You Xue, Gai Yikuo, Wang Ziyun, Wang Yanqi, Ye Jingran, Cao Yujia, Zhang Hengshuo, Zhang Ziyi, Feng Ying
Lin He's Academician Workstation of New Medicine and Clinical Translation, Jining Medical University, 133 Hehua Road, Jining 272067, China.
College of Clinical Medicine, Jining Medical University, Jining 272067, China.
Biology (Basel). 2025 Jun 27;14(7):780. doi: 10.3390/biology14070780.
Colon cancer is one of the leading malignant tumors worldwide, and the membrane protein PAQR3 has been identified as a tumor suppressor in multiple cancers. Notably, the peptide synthesized from 6 to 55 amino acids at the N-terminal of PAQR3 (P6-55) has been shown to effectively inhibit the growth of gastric cancer cells. This study aims to elucidate the mechanism of PAQR3 and explore its therapeutic potential in colon cancer. CCK8 cell viability assays, colony formation assays, and transwell migration assays were employed to systematically assess the inhibitory effects of PAQR3 on the proliferation and migration of colon cancer cells. Furthermore, we confirmed that P6-55 exhibits functional similarities to PAQR3, effectively inhibiting the growth of colon cancer in vitro and in vivo. RNA sequencing revealed that PAQR3 suppresses tumor growth via the PI3K-AKT signaling pathway, providing a strong theoretical foundation for therapeutic strategies targeting PAQR3/P6-55. In conclusion, our findings highlight the therapeutic potential of PAQR3/P6-55 as novel colon cancer inhibitors.

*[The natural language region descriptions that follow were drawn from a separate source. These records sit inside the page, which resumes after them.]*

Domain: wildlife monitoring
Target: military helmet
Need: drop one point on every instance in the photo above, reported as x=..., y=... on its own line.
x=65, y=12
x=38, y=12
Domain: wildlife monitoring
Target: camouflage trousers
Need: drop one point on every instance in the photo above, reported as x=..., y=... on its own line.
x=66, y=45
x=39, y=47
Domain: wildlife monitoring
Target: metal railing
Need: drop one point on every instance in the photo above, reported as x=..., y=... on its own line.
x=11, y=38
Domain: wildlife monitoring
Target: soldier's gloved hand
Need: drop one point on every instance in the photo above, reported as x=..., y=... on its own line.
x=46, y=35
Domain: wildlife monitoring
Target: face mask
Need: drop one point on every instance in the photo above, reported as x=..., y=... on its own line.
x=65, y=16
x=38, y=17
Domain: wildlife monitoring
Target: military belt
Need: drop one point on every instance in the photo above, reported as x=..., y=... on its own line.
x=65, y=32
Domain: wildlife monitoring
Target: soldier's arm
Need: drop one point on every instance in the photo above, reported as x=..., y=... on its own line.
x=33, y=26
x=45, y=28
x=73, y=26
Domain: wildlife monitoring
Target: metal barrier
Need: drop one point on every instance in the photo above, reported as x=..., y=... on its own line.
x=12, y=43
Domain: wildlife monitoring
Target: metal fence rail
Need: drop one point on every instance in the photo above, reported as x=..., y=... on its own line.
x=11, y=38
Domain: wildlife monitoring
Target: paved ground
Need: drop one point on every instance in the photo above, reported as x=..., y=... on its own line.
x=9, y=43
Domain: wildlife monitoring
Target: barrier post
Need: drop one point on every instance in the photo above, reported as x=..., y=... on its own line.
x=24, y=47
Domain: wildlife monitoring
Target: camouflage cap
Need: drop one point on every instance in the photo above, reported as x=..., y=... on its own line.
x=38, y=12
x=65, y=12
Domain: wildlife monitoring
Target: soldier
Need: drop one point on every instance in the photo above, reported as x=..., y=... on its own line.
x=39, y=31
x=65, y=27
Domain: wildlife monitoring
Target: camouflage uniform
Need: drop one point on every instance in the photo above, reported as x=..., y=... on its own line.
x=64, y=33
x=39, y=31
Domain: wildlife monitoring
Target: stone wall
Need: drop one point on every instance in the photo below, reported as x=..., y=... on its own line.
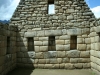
x=70, y=18
x=95, y=46
x=7, y=58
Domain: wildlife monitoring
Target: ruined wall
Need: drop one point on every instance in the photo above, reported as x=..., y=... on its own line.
x=7, y=52
x=70, y=18
x=95, y=46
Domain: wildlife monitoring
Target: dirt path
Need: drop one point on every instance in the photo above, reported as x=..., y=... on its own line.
x=50, y=72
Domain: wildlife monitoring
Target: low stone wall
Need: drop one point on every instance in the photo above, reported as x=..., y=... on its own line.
x=95, y=46
x=7, y=59
x=63, y=57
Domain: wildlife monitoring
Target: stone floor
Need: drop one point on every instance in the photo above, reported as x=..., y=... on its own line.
x=24, y=71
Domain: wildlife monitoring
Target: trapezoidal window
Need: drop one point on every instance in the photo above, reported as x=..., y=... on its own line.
x=8, y=46
x=51, y=7
x=30, y=44
x=73, y=42
x=52, y=43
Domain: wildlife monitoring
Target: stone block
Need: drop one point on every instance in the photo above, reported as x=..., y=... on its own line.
x=24, y=60
x=67, y=47
x=2, y=51
x=48, y=66
x=37, y=48
x=64, y=37
x=52, y=54
x=84, y=60
x=53, y=61
x=30, y=54
x=97, y=46
x=45, y=43
x=60, y=42
x=43, y=38
x=80, y=40
x=41, y=66
x=69, y=66
x=64, y=31
x=53, y=32
x=40, y=33
x=74, y=60
x=2, y=59
x=61, y=54
x=66, y=60
x=59, y=60
x=38, y=43
x=78, y=66
x=67, y=42
x=42, y=61
x=97, y=39
x=20, y=54
x=39, y=55
x=59, y=47
x=74, y=32
x=85, y=54
x=23, y=49
x=87, y=40
x=86, y=65
x=30, y=34
x=43, y=48
x=73, y=53
x=70, y=17
x=81, y=47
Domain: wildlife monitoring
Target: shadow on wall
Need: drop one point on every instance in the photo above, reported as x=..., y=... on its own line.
x=21, y=71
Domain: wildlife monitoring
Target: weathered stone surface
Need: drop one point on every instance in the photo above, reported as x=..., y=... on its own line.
x=39, y=55
x=59, y=47
x=30, y=34
x=85, y=54
x=74, y=32
x=81, y=47
x=38, y=43
x=53, y=32
x=43, y=48
x=60, y=42
x=73, y=53
x=61, y=54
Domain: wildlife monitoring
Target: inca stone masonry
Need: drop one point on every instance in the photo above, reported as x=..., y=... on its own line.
x=67, y=39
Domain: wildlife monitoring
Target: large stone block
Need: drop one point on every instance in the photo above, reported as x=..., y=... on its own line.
x=38, y=43
x=40, y=33
x=37, y=48
x=45, y=43
x=80, y=40
x=74, y=32
x=87, y=40
x=97, y=46
x=30, y=54
x=43, y=48
x=67, y=47
x=53, y=32
x=43, y=38
x=59, y=47
x=39, y=55
x=60, y=42
x=30, y=34
x=85, y=54
x=73, y=53
x=53, y=61
x=2, y=59
x=59, y=60
x=61, y=54
x=42, y=61
x=69, y=66
x=81, y=47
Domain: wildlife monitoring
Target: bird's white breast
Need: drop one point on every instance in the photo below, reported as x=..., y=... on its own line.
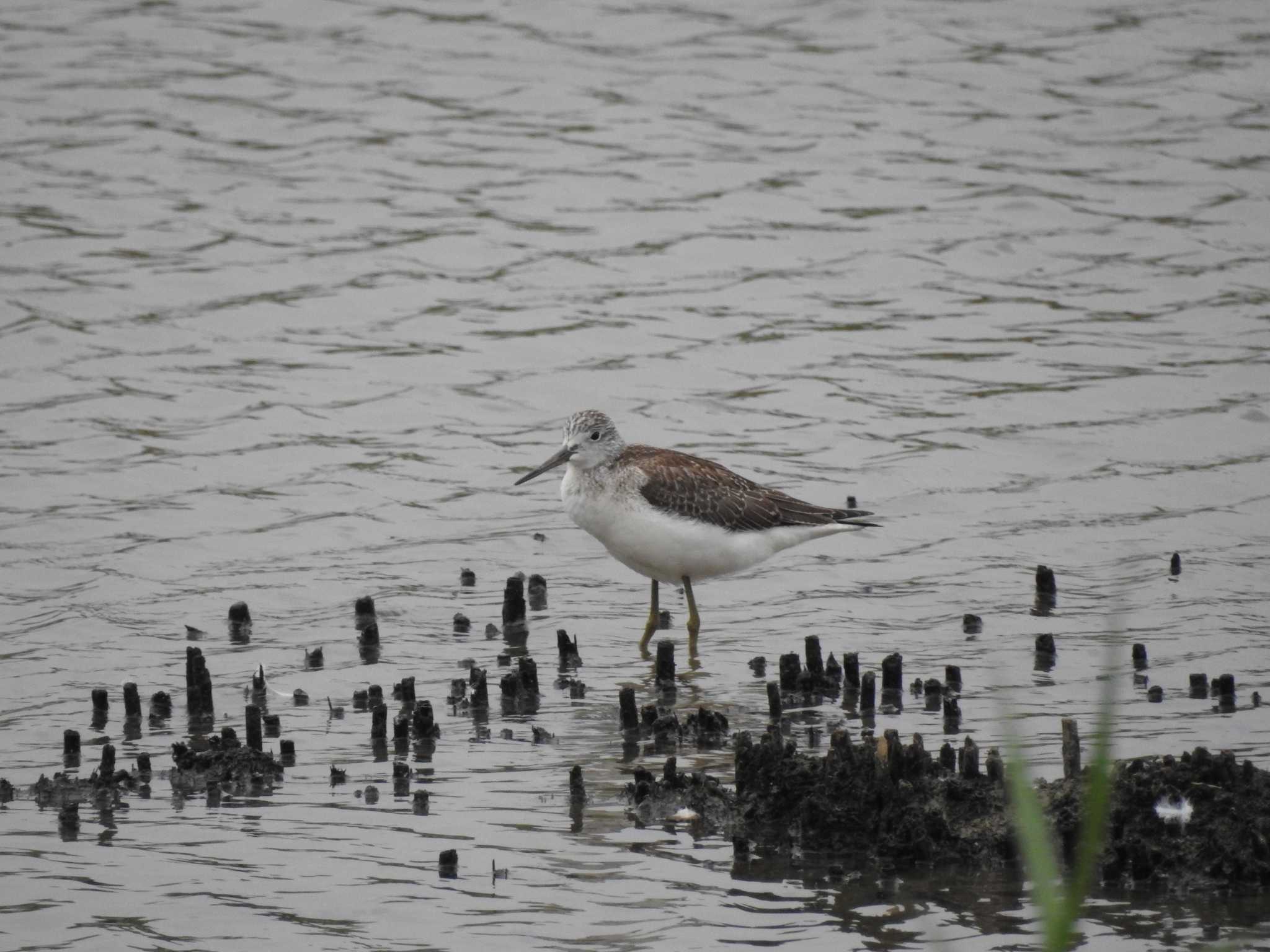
x=660, y=545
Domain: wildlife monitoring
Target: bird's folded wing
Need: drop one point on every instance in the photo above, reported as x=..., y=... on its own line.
x=699, y=489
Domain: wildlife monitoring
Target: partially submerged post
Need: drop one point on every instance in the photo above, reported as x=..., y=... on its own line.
x=513, y=607
x=131, y=701
x=851, y=671
x=538, y=591
x=665, y=668
x=1071, y=749
x=868, y=691
x=814, y=660
x=791, y=667
x=628, y=712
x=253, y=728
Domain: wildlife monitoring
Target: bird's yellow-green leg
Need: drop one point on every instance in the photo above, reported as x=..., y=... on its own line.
x=694, y=619
x=653, y=619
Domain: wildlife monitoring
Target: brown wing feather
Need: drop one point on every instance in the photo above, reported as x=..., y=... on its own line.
x=700, y=489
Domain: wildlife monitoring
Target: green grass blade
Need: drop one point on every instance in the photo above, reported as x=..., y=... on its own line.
x=1096, y=805
x=1036, y=842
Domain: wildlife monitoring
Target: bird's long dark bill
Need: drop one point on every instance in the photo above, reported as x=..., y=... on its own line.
x=558, y=460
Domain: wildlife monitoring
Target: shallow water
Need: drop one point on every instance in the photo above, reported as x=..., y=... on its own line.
x=293, y=293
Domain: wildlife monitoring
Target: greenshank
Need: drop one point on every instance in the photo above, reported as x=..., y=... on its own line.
x=677, y=518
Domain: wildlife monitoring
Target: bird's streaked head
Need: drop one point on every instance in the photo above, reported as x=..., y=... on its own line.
x=591, y=439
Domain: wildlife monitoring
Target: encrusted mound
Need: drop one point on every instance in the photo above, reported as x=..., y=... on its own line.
x=1225, y=842
x=238, y=769
x=879, y=803
x=898, y=806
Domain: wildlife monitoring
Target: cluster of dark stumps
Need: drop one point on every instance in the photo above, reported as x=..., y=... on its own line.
x=877, y=799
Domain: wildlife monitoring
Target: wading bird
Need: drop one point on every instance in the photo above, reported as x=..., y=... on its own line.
x=677, y=518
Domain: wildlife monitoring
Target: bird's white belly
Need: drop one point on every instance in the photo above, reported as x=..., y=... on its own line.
x=664, y=546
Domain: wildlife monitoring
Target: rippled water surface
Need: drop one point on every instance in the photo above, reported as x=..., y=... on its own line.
x=291, y=293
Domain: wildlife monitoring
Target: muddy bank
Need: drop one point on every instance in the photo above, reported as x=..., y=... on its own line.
x=897, y=806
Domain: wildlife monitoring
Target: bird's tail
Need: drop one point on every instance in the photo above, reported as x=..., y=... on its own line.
x=855, y=517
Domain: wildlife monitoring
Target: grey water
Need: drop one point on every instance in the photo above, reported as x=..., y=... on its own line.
x=291, y=293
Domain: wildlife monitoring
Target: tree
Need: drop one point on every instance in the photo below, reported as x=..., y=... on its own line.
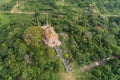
x=32, y=36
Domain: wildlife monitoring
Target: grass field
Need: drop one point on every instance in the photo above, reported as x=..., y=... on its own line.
x=4, y=19
x=4, y=1
x=109, y=7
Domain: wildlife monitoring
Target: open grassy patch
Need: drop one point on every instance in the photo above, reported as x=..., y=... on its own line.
x=4, y=19
x=60, y=3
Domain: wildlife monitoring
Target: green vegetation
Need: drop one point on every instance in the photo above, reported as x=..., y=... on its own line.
x=86, y=28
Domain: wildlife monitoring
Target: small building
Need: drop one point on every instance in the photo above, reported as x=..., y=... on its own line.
x=50, y=37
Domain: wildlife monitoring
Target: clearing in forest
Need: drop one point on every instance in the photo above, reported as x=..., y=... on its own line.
x=67, y=76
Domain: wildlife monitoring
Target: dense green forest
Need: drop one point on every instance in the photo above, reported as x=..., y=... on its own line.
x=88, y=29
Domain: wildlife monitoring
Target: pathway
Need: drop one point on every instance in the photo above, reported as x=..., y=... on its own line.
x=94, y=64
x=62, y=58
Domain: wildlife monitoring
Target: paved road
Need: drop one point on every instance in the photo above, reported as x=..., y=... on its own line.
x=62, y=58
x=94, y=64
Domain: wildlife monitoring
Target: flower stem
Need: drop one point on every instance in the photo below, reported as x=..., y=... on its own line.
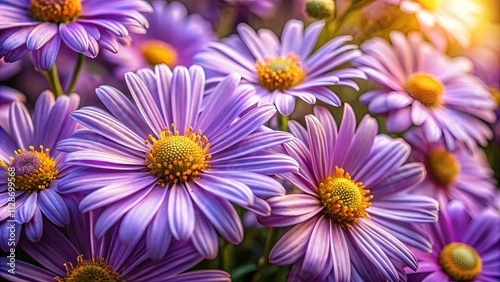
x=76, y=73
x=283, y=122
x=54, y=82
x=264, y=261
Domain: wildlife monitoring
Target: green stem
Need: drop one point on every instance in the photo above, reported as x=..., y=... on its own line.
x=54, y=82
x=283, y=122
x=263, y=261
x=76, y=73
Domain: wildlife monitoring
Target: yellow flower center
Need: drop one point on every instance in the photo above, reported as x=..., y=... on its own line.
x=32, y=170
x=280, y=73
x=429, y=4
x=157, y=52
x=460, y=261
x=442, y=167
x=55, y=11
x=425, y=88
x=95, y=270
x=177, y=158
x=343, y=199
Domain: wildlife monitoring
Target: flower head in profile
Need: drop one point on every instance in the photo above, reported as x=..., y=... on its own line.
x=80, y=256
x=464, y=248
x=170, y=170
x=462, y=174
x=354, y=212
x=443, y=19
x=187, y=34
x=283, y=71
x=31, y=168
x=425, y=88
x=40, y=26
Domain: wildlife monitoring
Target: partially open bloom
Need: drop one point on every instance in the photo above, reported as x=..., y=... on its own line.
x=283, y=71
x=425, y=88
x=464, y=248
x=32, y=168
x=82, y=257
x=168, y=169
x=40, y=26
x=462, y=174
x=354, y=212
x=187, y=34
x=442, y=19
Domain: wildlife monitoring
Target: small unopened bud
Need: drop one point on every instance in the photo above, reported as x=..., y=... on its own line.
x=320, y=9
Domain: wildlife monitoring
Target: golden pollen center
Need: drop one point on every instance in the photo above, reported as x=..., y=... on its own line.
x=32, y=170
x=429, y=4
x=425, y=88
x=343, y=199
x=157, y=52
x=460, y=261
x=177, y=158
x=55, y=11
x=93, y=270
x=442, y=167
x=280, y=73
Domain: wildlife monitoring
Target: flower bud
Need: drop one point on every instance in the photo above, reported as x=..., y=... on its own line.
x=320, y=9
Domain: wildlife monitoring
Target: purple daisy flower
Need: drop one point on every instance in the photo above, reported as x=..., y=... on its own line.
x=354, y=212
x=41, y=25
x=187, y=36
x=83, y=257
x=465, y=248
x=461, y=174
x=7, y=97
x=423, y=87
x=169, y=170
x=31, y=168
x=283, y=71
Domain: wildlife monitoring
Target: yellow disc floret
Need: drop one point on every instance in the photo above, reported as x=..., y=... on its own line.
x=55, y=11
x=157, y=52
x=343, y=199
x=460, y=261
x=32, y=170
x=95, y=270
x=280, y=73
x=442, y=167
x=425, y=88
x=177, y=158
x=429, y=4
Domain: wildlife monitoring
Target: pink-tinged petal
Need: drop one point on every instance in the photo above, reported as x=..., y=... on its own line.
x=233, y=191
x=138, y=218
x=205, y=238
x=53, y=207
x=145, y=102
x=45, y=57
x=317, y=251
x=40, y=35
x=21, y=125
x=340, y=250
x=291, y=209
x=157, y=246
x=181, y=216
x=25, y=211
x=116, y=191
x=399, y=120
x=292, y=246
x=220, y=213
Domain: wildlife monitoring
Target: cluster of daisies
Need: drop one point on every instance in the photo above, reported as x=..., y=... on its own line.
x=189, y=131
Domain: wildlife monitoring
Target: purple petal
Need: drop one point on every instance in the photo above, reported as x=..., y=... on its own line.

结肠癌是全球主要的恶性肿瘤之一,膜蛋白PAQR3已被确定为多种癌症中的肿瘤抑制因子。值得注意的是,从PAQR3 N端第6至55个氨基酸合成的肽(P6-55)已被证明能有效抑制胃癌细胞的生长。本研究旨在阐明PAQR3的作用机制,并探索其在结肠癌中的治疗潜力。采用CCK8细胞活力测定、集落形成测定和Transwell迁移测定来系统评估PAQR3对结肠癌细胞增殖和迁移的抑制作用。此外,我们证实P6-55与PAQR3具有功能相似性,能在体外和体内有效抑制结肠癌的生长。RNA测序显示,PAQR3通过PI3K-AKT信号通路抑制肿瘤生长,为靶向PAQR3/P6-55的治疗策略提供了有力的理论基础。总之,我们的研究结果突出了PAQR3/P6-55作为新型结肠癌抑制剂的治疗潜力。